The rentier economy in Iraq reveals the weakness of the state and planning

Baghdad / Obelisk:
Abdul Zahra Shabib


The Iraqi economy is characterized as a rentier, consumer import economy par excellence that depends entirely on the export of crude oil and the proceeds from selling it in the global markets, which are the main source of the country's economy.

Historically, the only rentier economy has contributed to the consolidation of power and the disruption of political participation and the democratic development of the country, as public spending has focused on establishing and modernizing the state's repressive apparatus to secure the continuation of the ruling system and confront any opposing forces that could pose an existing challenge to the established order, as happened with the killing of peaceful protesters.

Relying on a single source such as oil reveals the weakness of the state and planning, as oil prices fluctuate between rise and fall and are unstable and affected by global markets as is happening now, as the country suffers due to low oil prices in world markets from a severe economic crisis, so that it has been unable to pay employees' salaries. With reliance on loans to solve the country's financial problems..

The successive governments since the change in 2003 until today have not done anything to find other sources of national income and activate the non-oil economic sectors, as industry, agriculture, tourism, mining and other economic sectors have been marginalized.

Agriculture in Iraq suffers from underdevelopment and is seen as a secondary sector and Iraq has turned from a producer to an importer. For his food basket from neighboring countries and other countries.

As for the industry, it is dead, except for some small consumer industries, and there was no ambition for the influential ruling powers to transform the country into an advanced industrial country despite the availability of the components of industry in Iraq due to the lack of economic and strategic visions and the rampant administrative, financial and economic corruption.

As for the tourism sector, Iraq is a country of multiple archaeological and historical sites as well as religious sites, and this sector needs support and upgrading it, both religious and historical, and making it a center of attraction for tourists from all over the world.
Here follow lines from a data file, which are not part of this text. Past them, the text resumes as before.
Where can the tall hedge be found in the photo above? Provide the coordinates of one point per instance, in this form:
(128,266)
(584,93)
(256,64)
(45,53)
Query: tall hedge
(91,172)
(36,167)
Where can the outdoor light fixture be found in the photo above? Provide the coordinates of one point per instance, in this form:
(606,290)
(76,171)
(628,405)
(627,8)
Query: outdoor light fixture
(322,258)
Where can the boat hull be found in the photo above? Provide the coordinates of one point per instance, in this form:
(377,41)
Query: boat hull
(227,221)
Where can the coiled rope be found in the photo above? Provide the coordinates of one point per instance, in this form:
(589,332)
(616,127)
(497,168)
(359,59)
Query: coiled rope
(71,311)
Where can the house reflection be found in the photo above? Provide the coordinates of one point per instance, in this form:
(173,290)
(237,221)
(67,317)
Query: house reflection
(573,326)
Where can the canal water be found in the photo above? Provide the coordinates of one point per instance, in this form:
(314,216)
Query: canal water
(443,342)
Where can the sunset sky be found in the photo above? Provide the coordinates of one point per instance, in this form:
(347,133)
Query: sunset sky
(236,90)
The Iraqi economy is one of the fragile economies as it suffers from many problems such as unemployment, poverty, financial deficit, huge external debt, low total official reserves, weak infrastructure due to failure to follow sound policies that prevent or limit these problems, the state’s dominance of economic activity and the rentierness of the Iraqi economy, as well as widespread corruption.

The state, despite adopting a new philosophy in the Iraqi constitution within Article 112, secondly, (the federal government and the governments of producing regions and governorates together formulate the strategic policies necessary to develop oil and gas wealth in a way that achieves the highest benefit to the Iraqi people.

The latest techniques of market principles and investment promotion)), but it is still far from achieving this, as it still dominates economic activity and still relies on oil very heavily to finance economic activity and has not improved the management of oil and the economy and did not do justice to the people's rights from oil despite That the constitution has also indicated within Article (112)

First: ((The federal government shall manage the oil and gas extracted from the fields

The current with the governments of the producing regions and governorates provided that their imports are distributed equitably with the population distribution throughout the country, with a specific quota set for the affected regions, which were unfairly deprived of them by the previous regime and which were subsequently damaged in a way that secures the balanced development of the different regions of the country. By law)). Was this achieved???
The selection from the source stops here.